Mais pourquoi ne convoquent-ils pas un G20 pour en finir, comme ils savent si bien déclarer l’avoir fait ?
81 réponses à “L’actualité de la crise : ILS ONT FRANCHI LE RUBICON ! par François Leclerc”
La mondialisation connaît une nouvelle pression par le bas, la remise en question d’une exploitation de la pauvreté dans d’autres pays du monde (comme la Chine avec ses industries) et du vide législatif environnemental en pleine crise écologique mondiale n’est pas au centre des débats, ce qui montre que le progrès social et écologique ne sont pas des données du capitalisme moderne. Le coût du travail et la compétitivité se sont imposés comme les « solutions » économiques futures pour résoudre la crise de redistribution des revenus actuelle.

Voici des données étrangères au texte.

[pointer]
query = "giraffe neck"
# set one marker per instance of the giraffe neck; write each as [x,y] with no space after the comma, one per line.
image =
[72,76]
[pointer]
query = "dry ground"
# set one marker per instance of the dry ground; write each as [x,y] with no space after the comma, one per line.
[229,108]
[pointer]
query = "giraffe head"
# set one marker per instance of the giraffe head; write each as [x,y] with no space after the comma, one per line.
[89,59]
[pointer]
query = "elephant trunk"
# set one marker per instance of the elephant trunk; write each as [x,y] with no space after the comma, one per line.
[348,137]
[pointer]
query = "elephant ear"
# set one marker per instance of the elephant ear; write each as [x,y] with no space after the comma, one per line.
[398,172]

Cependant malgré les débats constants sur le coût du travail, il est impossible pour un pays quelconque de faire compétition avec un rapport de 1 salarié sur 20 ou plus, et comme il est de facto exclu économiquement de parler d’un renforcement de l’industrie nationale ou locale pour protéger ses salariés et ses entreprises face au dumping social, salarial et fiscal des pays qui exploitent cette pauvreté. On réduit le champ au coût du travail, qui même s’il était baisser, ne pourrait de toute façon concurrencer ses types de dumpings.
Ses baisses successives qui se sont passés sur des années, avec de multiples baisses des droits, à transférer ses sommes colossales (qui se chiffre à plus de mille milliards parfois) vers les dividendes des hyper-riches, des actionnaires et des banques. Ses derniers profitent déjà de la manne de la mondialisation, c’est avantager ceux qui le sont déjà, et réduire le niveau de vie de ceux qui ne pourront de toute façon espérer une quelconque possibilité de concurrence pour entrevoir une possibilité de conserver à l’avenir des centaines de milliers d’emplois (les chiffres de l’industrie sont très parlant sur les pertes subies).

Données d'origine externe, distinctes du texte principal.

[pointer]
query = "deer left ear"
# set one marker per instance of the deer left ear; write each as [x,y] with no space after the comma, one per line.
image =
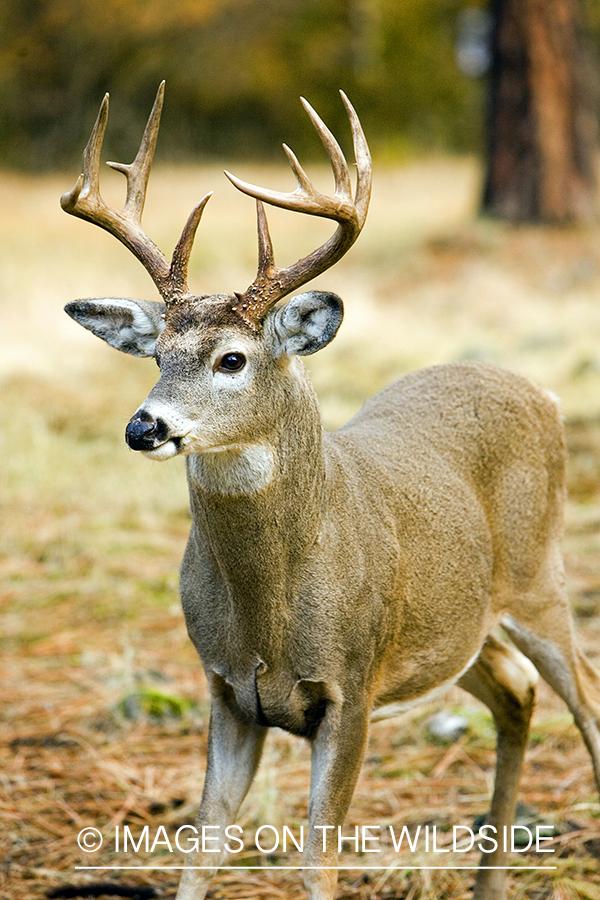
[307,323]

Outre le fait que les possibilités (ou les volontés) politiques sont quasi-inexistantes dans ce rapport, le système des élections (la démocratie participative) ne mutent pas aussi rapidemment que celui des lois économiques, de plus il n’y a pas de réel changement puisque la souveraineté nationale et locale n’ont aucune influence sur les institutions financières comme le FMI ou la Banque Mondiale.

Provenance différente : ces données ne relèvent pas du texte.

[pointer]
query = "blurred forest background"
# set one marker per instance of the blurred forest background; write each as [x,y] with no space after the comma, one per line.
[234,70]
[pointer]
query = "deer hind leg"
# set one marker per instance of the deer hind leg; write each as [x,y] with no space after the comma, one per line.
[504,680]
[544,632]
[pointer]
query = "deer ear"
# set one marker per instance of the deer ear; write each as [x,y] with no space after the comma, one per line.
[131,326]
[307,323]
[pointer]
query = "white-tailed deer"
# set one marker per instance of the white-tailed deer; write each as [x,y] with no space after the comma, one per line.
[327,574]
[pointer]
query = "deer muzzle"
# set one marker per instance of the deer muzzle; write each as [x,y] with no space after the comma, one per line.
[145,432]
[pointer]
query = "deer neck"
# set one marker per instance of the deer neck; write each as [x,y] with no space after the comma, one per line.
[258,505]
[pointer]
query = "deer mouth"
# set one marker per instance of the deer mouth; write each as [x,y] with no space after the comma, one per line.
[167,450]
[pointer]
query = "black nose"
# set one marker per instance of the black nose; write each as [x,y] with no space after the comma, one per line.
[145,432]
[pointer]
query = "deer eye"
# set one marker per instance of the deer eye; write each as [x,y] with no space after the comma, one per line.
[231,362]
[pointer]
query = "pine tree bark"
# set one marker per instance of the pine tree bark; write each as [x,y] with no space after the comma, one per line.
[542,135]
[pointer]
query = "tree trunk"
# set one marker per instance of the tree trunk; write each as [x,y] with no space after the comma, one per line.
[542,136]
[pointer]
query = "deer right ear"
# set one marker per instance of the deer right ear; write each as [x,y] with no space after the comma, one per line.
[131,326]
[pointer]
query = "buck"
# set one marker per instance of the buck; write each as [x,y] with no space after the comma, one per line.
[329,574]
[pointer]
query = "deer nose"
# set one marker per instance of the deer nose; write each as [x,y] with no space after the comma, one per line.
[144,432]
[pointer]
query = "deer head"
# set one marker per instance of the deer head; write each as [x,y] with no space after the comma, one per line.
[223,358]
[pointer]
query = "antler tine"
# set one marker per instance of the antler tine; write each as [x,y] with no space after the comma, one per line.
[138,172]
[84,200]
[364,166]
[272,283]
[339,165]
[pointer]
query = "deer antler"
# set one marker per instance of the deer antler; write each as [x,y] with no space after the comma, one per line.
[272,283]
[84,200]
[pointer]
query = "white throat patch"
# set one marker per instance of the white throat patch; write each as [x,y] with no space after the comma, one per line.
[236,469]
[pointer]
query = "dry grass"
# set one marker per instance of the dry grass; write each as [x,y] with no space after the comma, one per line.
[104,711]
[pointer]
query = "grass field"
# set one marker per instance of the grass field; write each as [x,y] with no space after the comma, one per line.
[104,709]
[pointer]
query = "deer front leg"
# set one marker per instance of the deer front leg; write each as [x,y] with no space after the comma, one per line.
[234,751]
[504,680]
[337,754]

Le coût du travail dans les pays qui subissent une délocalisation de pans (parfois) entiers de leurs industries ou de leurs services, devient le seul débat puisque toutes les autres possibilités sont exclus ou ne seront pas mise en oeuvre pour diverses raisons. La compétitivité devient alors le discours pour faire oublier que les capacités de concurrence ne sont pas réalisables, et que de toute façon les lois économiques ne vont pas dans ce sens, puisqu’il s’agit de compétitivité financière avec des lois qui avantagent, ceux qui peuvent en bénéficier avec comme outil de rentabilité la mondialisation par le nivellement vers le bas des populations, et avec pour objectif une plus forte concentration des richesses, sans que les frontières ou les problèmes nationaux n’interfèrent pour faire plus de profits.